Further away, Fort Kochi morphs into Mattancherry, an area less touristy, more local, and well worth a meander if you have the time and inclination to get a little lost (as I did). With any luck you'll come across The Seagull Hotel (a bar/restaurant a few metres from the public ferry) and take some time to sit on the back deck with a Kingfisher beer while watching out for the dolphins that ply the waters and, if you're lucky, pop up later next to your ferry.
Back at the hotel that afternoon I take advantage of the small but perfectly formed gym and the pool before joining other guests at the free 5pm afternoon tea in the outdoor Dolphin's Point restaurant (grilled chicken and cucumber sandwiches, plum cake, mixed Bombay nuts, masala tea) followed by the nightly sunset cruise around the harbour.
On this, frenetic day turns to fancy-free evening as the boat putters past the Chinese nets, set ablaze by the setting sun, and the only sounds are the splash of the waves and the gentle whirr of cameras trying to capture the uncapturable.
vivantabytaj.com/malabar
AirAsia and Malaysia Airlines have daily flights from Sydney and Melbourne to Kochi (Cochin) via Kuala Lumpur. Singapore Airlines and Virgin fly via Singapore. See www.airasia.com; www.malaysiaairlines.com; www.singaporeair.com; www.virginaustralia.com
Tourist visas can now be obtained on arrival in India, though you'll need other documentation. Visit www.indianvisaonline.gov.in/visa/tvoa.html for more information. Advance visas can be obtained online see vfsglobal.com/india/australia/tourist.html but note that they are valid from the date of issue, not date of travel.
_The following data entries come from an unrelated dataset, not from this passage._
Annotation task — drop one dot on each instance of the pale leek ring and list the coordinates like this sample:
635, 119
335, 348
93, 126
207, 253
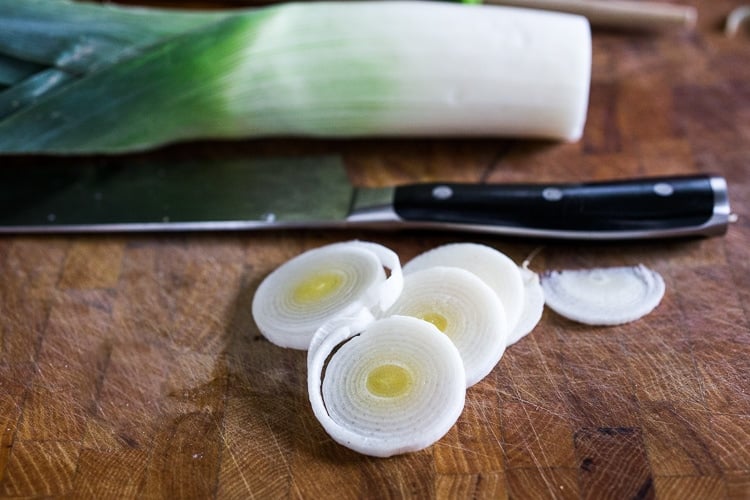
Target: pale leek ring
367, 421
603, 296
492, 266
464, 308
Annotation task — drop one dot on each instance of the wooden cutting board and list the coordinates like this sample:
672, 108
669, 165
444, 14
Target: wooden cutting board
130, 365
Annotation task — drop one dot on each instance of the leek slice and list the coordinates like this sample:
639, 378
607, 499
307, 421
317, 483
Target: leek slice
299, 296
603, 296
494, 268
129, 79
463, 308
395, 385
533, 306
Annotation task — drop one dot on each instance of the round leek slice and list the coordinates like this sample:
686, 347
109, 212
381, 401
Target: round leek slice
603, 296
395, 386
310, 289
463, 308
492, 266
533, 306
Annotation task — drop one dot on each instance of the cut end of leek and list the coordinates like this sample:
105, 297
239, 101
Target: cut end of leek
463, 308
603, 296
394, 387
322, 283
321, 69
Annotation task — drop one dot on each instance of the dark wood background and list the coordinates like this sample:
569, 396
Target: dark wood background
130, 365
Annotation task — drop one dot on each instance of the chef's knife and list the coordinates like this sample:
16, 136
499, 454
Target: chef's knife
315, 192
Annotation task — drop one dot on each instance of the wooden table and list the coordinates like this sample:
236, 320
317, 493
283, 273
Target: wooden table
130, 365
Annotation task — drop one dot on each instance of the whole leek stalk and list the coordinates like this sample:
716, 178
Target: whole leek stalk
84, 78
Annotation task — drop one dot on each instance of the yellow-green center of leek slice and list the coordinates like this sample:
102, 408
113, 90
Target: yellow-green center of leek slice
389, 381
437, 319
317, 287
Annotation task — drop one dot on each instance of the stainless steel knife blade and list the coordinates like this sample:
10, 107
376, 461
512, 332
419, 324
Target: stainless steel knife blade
121, 194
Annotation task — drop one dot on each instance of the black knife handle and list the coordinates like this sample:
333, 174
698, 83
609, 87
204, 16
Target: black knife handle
648, 207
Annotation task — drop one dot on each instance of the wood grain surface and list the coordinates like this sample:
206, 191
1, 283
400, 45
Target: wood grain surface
130, 365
Smart Traveller (www.smartraveller.gov.au) warns tourists to exercise a high degree of caution in India due to "high threat of terrorist activity, civil unrest and crime, and the high rate of vehicle accidents". It adds: "Since February 12 this year there has been an increase in cases of influenza A(H1N1) in India. If you are travelling to India, discuss influenza vaccination requirements with your GP or a travel health professional before departing Australia."
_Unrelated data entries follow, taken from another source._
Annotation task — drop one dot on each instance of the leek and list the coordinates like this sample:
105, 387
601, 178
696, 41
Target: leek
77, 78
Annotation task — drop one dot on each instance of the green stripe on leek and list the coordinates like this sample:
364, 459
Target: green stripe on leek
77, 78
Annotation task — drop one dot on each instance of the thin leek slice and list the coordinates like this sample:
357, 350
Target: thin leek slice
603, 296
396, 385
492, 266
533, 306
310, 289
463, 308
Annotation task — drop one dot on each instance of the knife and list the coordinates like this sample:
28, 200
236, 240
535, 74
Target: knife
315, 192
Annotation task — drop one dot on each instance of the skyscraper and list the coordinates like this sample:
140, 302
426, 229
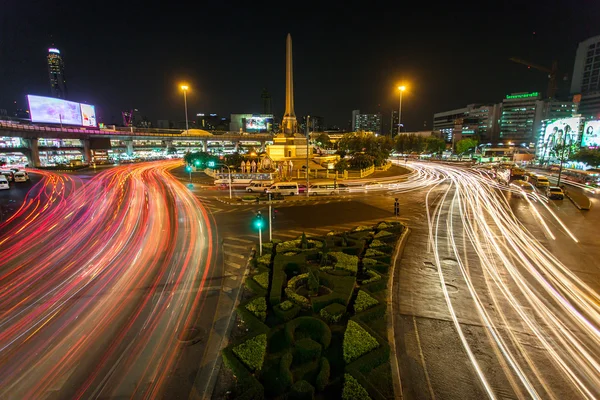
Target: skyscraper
56, 71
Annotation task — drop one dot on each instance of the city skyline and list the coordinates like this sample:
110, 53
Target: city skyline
139, 69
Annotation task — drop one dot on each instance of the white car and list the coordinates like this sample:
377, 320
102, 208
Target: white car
4, 183
21, 176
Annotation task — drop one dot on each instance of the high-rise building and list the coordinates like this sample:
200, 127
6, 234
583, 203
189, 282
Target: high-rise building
586, 70
368, 123
517, 122
266, 100
56, 71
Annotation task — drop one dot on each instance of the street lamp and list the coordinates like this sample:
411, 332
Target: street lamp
401, 89
185, 89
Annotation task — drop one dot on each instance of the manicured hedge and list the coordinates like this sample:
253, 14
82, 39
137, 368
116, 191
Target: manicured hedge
315, 328
353, 390
307, 349
301, 390
258, 307
323, 376
262, 279
344, 261
252, 352
333, 312
364, 301
247, 384
357, 342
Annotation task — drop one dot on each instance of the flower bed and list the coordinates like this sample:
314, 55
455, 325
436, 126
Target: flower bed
357, 342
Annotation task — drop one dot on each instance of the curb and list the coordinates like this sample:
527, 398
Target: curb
577, 204
390, 310
218, 364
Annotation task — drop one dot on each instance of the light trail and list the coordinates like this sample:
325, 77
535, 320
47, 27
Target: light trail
97, 284
518, 288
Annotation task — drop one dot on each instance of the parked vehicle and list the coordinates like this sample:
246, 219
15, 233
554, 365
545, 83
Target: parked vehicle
284, 188
21, 176
4, 183
554, 192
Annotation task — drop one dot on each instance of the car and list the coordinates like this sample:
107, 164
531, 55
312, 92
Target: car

Vivanta by Taj is at Willingdon Island, Cochin, Kerala. TEL +91 484 664 3000. Rooms range from "superior charm" rooms to "deluxe allure" suites and "premium temptation" suites. Room rates start from about A$168 a night. There is free wi-fi for up to two devices in all rooms.
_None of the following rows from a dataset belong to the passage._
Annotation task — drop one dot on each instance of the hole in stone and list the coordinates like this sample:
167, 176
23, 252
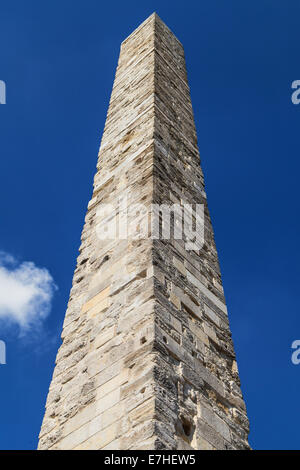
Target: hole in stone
187, 427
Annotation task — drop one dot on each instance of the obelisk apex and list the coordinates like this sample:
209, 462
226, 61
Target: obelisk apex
147, 360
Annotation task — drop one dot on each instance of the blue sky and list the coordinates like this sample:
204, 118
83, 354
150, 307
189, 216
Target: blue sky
58, 60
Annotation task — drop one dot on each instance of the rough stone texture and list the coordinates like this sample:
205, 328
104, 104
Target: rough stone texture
147, 360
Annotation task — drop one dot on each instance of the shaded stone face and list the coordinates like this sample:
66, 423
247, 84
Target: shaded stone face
147, 360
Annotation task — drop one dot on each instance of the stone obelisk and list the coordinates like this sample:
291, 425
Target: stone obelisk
147, 360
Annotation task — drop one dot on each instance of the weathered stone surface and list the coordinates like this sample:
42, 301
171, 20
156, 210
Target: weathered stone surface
147, 360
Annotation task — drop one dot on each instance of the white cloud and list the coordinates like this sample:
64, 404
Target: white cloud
26, 292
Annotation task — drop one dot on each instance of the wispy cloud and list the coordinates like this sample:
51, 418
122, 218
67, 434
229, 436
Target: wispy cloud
26, 292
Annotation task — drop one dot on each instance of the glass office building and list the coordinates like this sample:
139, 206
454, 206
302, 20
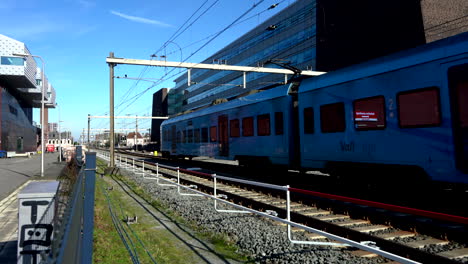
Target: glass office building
319, 35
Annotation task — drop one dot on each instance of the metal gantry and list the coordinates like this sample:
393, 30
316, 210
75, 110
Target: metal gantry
113, 61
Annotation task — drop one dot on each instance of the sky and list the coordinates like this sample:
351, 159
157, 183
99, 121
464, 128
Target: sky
74, 37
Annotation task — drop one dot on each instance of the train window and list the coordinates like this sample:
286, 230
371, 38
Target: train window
204, 134
190, 136
332, 118
309, 120
263, 125
247, 126
279, 126
419, 108
196, 134
369, 113
235, 129
213, 135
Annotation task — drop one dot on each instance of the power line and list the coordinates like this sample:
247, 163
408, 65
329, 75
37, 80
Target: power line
447, 22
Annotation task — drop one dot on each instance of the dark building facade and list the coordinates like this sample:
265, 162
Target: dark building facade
319, 35
21, 84
159, 109
17, 132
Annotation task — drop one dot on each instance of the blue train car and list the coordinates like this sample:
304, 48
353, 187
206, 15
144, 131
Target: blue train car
408, 110
253, 130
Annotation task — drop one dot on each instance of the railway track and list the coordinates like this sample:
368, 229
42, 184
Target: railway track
400, 233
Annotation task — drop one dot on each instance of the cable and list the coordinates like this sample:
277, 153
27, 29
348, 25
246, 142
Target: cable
446, 22
204, 45
116, 225
165, 44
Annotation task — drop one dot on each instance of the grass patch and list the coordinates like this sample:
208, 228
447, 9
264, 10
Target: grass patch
161, 245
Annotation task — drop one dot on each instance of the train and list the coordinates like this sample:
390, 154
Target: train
401, 114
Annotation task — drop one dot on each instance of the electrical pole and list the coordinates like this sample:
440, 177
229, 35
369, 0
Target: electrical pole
136, 131
111, 112
89, 121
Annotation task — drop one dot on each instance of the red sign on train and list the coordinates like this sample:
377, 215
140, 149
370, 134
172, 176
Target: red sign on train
365, 116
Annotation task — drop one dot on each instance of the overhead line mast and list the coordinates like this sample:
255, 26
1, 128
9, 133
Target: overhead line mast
112, 61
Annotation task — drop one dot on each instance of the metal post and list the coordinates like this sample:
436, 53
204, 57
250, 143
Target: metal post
60, 135
42, 105
42, 118
111, 110
89, 121
136, 131
88, 208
An all-day diner and breakfast bar with views of the backwaters and gardens, featuring European, North Indian and Kerala cuisine.
Built to resemble a traditional kettuvallam rice boat this seafood restaurant has panoramic views of the harbour. Local sweet water fish, lobster, scampi, mussels, soft shelled crab, tiger prawns and snapper are on the menu.
Boasts that it's the only authentic Thai restaurant in Kerala. True or not, it's the place to go if you're sick of curry. Thai and Chinese dishes in a smart space just past the lobby.
Casual alfresco bar and grill area with water on two sides and romantic lanterns hanging in the trees at night. This where they have the free afternoon tea at 5pm. Open from October to March.